No le pareció que eso fuera lo que había visto.
Se dijo: Revisa todo otra vez. Cada detalle, antes de que todo se
escape de tu memoria. Eso era lo que temía: que todo lo que recordaba y todo lo
que dedujera se disipara rápidamente como una niebla matutina después de que la
luz del sol empieza a comérsela. Se levantó, fue hacia la mesa, donde encontró
una pluma y una pequeña libreta de cuero. Generalmente, había usado páginas
blancas, gruesas y elegantes para redactar notas para poemas, escribiendo
alguna idea ocasional o una combinación de palabras o rimas que pudieran
prestarse para algún desarrollo posterior. Su esposa le había regalado la
libreta, y al tocar la suave superficie, pensó en ella.

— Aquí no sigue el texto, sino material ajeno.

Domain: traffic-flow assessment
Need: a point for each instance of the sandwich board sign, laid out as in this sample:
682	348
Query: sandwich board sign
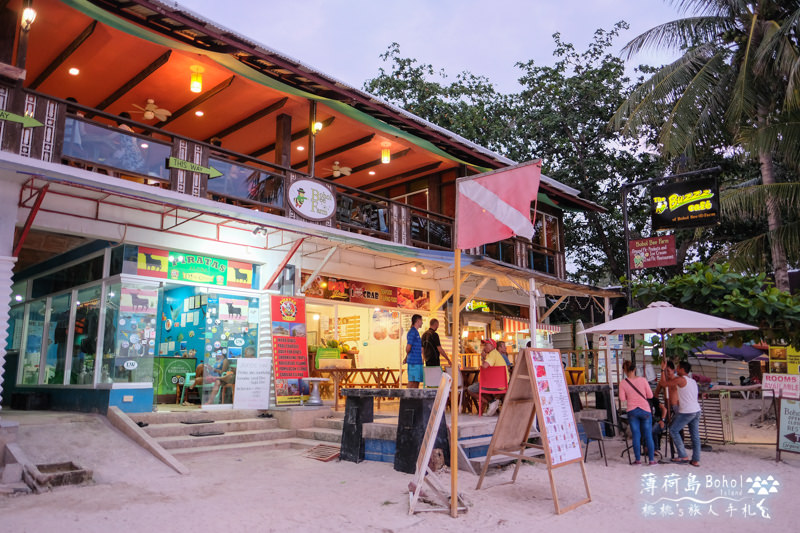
538	388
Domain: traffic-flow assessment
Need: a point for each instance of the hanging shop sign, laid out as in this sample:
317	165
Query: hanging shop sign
477	305
179	266
311	200
652	252
289	349
344	290
687	204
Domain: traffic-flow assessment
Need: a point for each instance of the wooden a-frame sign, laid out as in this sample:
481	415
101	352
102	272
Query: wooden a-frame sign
538	388
423	473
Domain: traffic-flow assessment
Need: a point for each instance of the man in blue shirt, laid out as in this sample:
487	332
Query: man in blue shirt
414	353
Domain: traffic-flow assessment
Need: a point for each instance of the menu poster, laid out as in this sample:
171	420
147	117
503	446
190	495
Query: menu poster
558	418
252	384
289	349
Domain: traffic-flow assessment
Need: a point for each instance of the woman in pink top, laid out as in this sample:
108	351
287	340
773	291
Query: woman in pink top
635	391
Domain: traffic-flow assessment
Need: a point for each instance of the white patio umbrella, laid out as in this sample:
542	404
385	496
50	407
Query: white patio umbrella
663	318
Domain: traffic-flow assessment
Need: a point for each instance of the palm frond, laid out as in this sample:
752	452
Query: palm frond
750	203
751	255
678	34
743	97
779	137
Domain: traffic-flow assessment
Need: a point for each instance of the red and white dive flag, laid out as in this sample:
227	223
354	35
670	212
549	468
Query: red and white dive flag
496	206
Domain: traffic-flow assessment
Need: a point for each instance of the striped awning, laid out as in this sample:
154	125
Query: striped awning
513	325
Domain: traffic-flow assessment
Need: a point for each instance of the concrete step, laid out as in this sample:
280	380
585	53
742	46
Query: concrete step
228	426
171	417
183	441
276	444
329	423
321	434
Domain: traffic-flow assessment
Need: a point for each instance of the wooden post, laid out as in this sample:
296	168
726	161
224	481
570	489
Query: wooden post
454	367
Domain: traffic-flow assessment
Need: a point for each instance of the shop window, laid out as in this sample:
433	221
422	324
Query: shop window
32	344
84	336
130	328
80	274
56	340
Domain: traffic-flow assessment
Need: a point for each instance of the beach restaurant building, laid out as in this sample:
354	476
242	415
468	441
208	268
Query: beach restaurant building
175	193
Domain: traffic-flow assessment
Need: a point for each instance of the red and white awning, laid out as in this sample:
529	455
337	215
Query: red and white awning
513	325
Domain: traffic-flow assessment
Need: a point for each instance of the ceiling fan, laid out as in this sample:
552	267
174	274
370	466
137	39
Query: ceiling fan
338	170
151	111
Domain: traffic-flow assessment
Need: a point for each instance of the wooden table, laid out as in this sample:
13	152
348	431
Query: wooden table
364	378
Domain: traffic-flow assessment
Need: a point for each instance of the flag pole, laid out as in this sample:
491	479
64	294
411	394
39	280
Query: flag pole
456	329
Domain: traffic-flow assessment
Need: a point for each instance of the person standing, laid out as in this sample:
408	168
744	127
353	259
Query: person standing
635	391
414	353
432	346
688	413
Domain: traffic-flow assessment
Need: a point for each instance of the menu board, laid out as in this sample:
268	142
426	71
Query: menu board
289	351
558	418
252	384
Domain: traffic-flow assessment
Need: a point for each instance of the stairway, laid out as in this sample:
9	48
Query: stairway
224	431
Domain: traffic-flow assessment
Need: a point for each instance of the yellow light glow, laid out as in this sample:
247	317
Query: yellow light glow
196	84
28	16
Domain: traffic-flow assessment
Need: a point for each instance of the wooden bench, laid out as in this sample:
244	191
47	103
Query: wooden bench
361	378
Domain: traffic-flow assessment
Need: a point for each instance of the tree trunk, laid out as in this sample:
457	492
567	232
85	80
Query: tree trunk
779	263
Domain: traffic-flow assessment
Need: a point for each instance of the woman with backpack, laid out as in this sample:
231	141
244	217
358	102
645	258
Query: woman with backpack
635	391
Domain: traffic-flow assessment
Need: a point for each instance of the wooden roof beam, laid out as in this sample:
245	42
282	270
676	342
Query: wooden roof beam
197	101
403	175
64	55
373	163
295	136
134	81
336	151
249	120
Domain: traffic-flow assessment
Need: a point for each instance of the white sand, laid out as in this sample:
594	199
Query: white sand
282	490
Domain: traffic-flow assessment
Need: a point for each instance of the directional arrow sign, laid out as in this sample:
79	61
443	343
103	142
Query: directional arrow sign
174	162
25	120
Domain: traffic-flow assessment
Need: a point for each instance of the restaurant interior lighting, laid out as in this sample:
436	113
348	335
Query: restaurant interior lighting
28	16
196	83
386	154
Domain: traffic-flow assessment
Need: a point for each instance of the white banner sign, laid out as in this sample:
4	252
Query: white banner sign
788	383
252	383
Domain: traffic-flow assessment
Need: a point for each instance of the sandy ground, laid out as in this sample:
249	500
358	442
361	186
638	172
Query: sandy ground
282	490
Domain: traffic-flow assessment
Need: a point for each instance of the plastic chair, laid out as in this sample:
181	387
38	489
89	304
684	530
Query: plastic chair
492	380
594	432
432	375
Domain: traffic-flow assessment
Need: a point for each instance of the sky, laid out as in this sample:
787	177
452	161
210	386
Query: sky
344	38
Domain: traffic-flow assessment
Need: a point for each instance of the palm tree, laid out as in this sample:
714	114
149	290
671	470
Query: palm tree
737	81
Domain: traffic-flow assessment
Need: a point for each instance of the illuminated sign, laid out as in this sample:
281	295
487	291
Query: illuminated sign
180	266
687	204
714	496
652	252
312	200
477	305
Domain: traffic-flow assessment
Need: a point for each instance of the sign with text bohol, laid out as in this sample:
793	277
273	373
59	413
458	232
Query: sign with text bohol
652	252
289	349
310	200
686	204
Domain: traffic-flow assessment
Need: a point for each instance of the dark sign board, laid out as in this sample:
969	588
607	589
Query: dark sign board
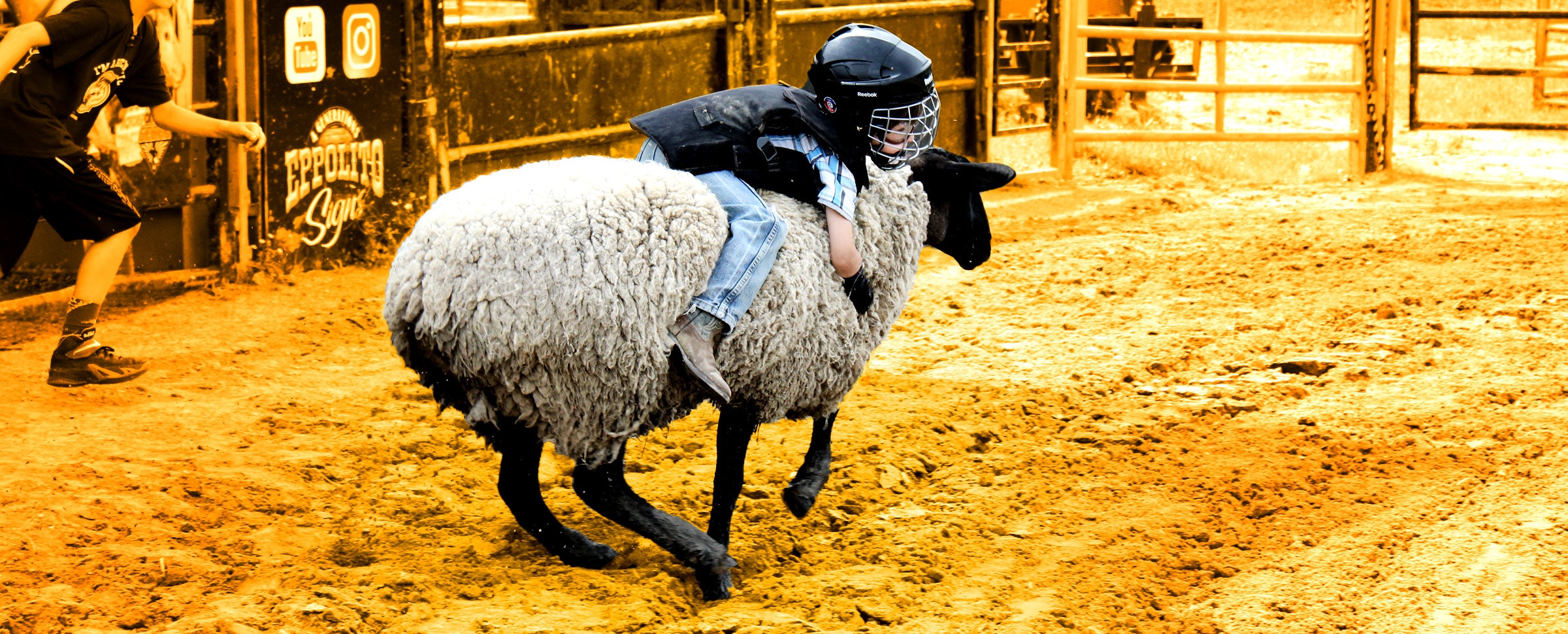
333	110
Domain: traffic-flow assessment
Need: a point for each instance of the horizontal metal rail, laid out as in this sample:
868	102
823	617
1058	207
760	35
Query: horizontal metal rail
1534	71
1494	14
1217	37
1482	126
545	143
1020	131
610	132
1201	135
585	37
1023	46
874	12
1037	82
957	85
1194	87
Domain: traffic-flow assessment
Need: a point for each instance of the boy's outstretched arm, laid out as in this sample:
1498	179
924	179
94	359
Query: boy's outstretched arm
841	245
18	43
174	118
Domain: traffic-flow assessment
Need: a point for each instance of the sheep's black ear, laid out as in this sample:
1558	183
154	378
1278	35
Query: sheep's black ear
981	176
958	224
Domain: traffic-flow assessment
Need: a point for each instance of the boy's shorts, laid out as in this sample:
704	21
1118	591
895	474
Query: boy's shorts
69	192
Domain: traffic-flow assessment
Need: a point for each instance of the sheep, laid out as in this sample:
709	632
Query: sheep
537	302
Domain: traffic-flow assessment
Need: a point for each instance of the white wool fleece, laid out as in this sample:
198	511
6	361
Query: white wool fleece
549	291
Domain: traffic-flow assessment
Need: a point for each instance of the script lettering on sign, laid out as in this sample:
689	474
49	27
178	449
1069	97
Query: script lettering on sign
335	178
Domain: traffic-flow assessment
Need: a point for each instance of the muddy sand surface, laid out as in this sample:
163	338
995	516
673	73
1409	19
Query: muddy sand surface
1161	407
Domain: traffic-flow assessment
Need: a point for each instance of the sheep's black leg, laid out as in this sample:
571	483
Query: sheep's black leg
804	490
736	425
519	488
604	490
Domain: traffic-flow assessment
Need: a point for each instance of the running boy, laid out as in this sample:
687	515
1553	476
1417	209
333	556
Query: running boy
56	76
868	93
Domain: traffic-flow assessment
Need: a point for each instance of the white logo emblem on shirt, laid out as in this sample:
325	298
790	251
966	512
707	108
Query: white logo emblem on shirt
110	76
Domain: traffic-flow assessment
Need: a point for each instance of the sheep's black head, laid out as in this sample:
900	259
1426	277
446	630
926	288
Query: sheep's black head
958	225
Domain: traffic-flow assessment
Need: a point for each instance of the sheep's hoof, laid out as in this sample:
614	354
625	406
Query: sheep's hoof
800	496
587	554
715	586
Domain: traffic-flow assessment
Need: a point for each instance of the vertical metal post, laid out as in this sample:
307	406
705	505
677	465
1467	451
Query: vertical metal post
1219	68
1062	48
1415	61
736	43
767	41
1143	52
985	73
190	245
1362	103
1390	68
1379	135
1541	51
239	192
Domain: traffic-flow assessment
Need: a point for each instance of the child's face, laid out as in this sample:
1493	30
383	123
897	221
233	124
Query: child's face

Así que repitió todo de nuevo; esta vez fue apuntando algunos detalles
en una página en blanco: La muchacha... Ella iba mirando directamente hacia
delante y a él le pareció que ni siquiera lo vio cuando pasó con el coche junto
a ella. Ella tenía un plan. De eso estaba seguro, sólo por la
dirección de sus ojos y el ritmo con que caminaba..., lo cual dejaba fuera todo
lo demás.
La mujer y el hombre... Él ya había entrado en su jardín antes de que la furgoneta blanca
se acercara, estaba seguro de eso. ¿Acaso
lo vieron en su coche? No. Era poco probable.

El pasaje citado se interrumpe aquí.